La canicule s'étend, plus d'un Français sur deux concerné
La canicule s'étend vendredi en France avec désormais plus d'un habitant sur deux concerné par la vigilance orange dans 53 départements, une situation qui impose des précautions dans les entreprises et les écoles et a conduit plusieurs municipalités à annuler la Fête de la musique dimanche.
L'épisode de chaleur s'annonce "étendu, durable et intense", avertit Météo-France. L'organisme prévoit dans son bulletin de 06H00 que la vigilance sera maintenue samedi et "très probablement encore étendue dans les prochains jours".
Près de 36 millions de Français - soit plus d'un sur deux - sont concernés par cette "vigilance orange", selon des estimations de population de l'Insee croisées avec la liste des 53 départements concernés - le long d'un axe allant du Sud-Ouest au Nord-Est.
Parmi eux, quelque 9,7 millions de personnes âgées de 60 ans ou plus, dont 3,8 millions de 75 ans ou plus, pourraient constituer des publics vulnérables.
Le "pic caniculaire remarquable" est attendu entre dimanche et mardi, avec des "pointes à 40°C en particulier sur l'Ouest et le Centre", anticipe l'organisme.
Le président Emmanuel Macron a appelé à une "grande vigilance" et à "prendre soin des plus âgés, des plus vulnérables" car "ce sont des jours difficiles".
En milieu professionnel, "les entreprises doivent prendre des mesures" pour protéger leurs salariés exposés, a rappelé sur RMC le ministre du Travail Jean-Pierre Farandou.
- Adapter les horaires -
"La première des règles, qui est une obligation d'ailleurs, est d'adapter les horaires de travail à ces chaleurs intenses, donc travailler davantage plus tôt et quand il fait plus frais", a-t-il insisté lors d'un déplacement sur un chantier de voirie à Issy-les-Moulineaux (Hauts-de-Seine), qui a avancé ses horaires à 7H00 du matin.
Dans l'éducation, les établissements scolaires s'organisent, avec des cours annulés, des emplois du temps réaménagés ou des regroupements dans les salles les plus fraîches.
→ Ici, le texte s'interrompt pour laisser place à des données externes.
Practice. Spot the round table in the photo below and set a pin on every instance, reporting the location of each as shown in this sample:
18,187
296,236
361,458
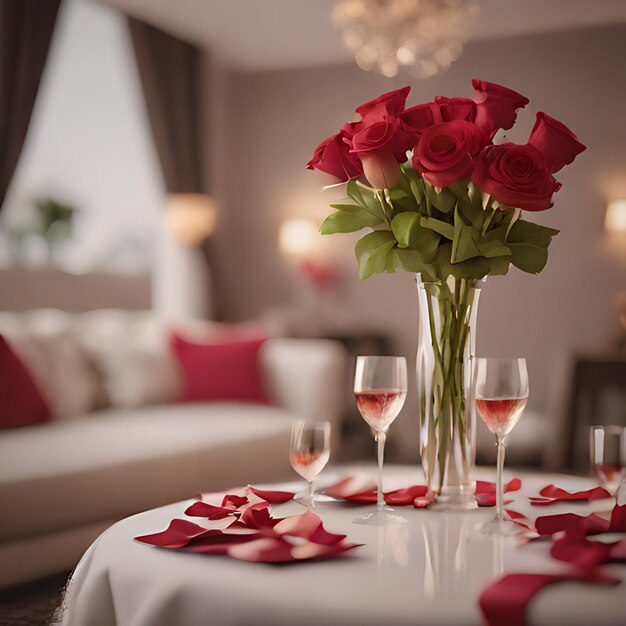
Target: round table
428,571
Dans l'académie de Poitiers, les épreuves de "grand oral" du bac, prévues l'après-midi de lundi et mardi, ont été reportées d'une semaine.
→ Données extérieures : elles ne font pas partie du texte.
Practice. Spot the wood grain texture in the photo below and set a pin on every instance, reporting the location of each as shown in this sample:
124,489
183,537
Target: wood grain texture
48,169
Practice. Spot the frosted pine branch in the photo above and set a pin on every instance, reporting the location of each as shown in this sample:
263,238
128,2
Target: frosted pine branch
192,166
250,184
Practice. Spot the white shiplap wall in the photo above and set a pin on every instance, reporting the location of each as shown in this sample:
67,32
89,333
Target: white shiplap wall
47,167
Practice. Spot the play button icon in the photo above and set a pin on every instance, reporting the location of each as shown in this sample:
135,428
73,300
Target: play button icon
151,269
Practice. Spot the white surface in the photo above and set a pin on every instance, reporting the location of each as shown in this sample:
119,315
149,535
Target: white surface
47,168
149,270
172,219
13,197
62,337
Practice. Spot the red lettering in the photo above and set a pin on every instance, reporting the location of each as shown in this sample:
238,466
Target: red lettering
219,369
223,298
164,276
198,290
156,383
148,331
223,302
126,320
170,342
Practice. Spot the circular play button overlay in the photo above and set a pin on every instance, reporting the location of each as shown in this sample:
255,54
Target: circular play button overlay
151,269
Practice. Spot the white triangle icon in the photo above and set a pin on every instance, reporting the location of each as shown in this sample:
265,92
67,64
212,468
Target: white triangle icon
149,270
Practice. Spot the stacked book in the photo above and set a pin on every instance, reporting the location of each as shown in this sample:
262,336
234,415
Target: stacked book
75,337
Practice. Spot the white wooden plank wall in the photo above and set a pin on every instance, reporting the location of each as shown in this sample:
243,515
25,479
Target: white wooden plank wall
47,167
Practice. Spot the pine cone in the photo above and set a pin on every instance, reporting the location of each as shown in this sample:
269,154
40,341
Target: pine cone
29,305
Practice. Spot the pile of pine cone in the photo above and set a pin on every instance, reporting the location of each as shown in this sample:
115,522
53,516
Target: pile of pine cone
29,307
Deux demi-journées où les écoles resteront fermées à Tours: "C'est une bonne chose. Ma fille était indisposée par la chaleur. Il faisait 36°C dans la classe à 16H00", a déclaré à l'AFP Caroline, mère d'une fillette de CP.
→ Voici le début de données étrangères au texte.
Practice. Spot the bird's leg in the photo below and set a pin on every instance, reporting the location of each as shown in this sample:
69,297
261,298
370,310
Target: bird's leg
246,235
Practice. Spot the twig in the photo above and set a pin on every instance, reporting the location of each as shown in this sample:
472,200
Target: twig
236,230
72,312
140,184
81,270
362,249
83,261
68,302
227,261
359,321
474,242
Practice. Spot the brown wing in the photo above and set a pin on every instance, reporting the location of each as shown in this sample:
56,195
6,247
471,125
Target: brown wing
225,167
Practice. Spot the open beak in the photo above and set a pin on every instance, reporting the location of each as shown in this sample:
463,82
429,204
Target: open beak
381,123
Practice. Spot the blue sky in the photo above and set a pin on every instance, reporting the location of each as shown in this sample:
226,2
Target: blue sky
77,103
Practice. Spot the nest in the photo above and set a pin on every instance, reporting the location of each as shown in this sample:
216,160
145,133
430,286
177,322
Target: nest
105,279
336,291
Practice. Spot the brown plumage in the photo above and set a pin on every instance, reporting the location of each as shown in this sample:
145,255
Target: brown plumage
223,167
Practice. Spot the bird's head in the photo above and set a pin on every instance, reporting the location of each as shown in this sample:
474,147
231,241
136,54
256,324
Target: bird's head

A Sens (Yonne), des écoles fermeront dès vendredi midi. A Strasbourg, la municipalité écarte cette option mais va "demander au rectorat s'il peut autoriser les parents qui le souhaitent à ne pas emmener leurs enfants à l'école".
Le ministre de l'Education Edouard Geffray, qui se rend vendredi dans une école en Eure-et-Loir, devrait donner des précisions sur le nombre d'élèves concernés par les reports d'oraux et les éventuelles fermetures de classes.
La chaleur met également en péril la traditionnelle Fête de la musique, prévue dimanche. Les animations ont été annulées à Brive-la-Gaillarde (Corrèze), ainsi que dans plusieurs petites villes en Seine-et-Marne, Gironde, Sarthe ou Charente-Maritime.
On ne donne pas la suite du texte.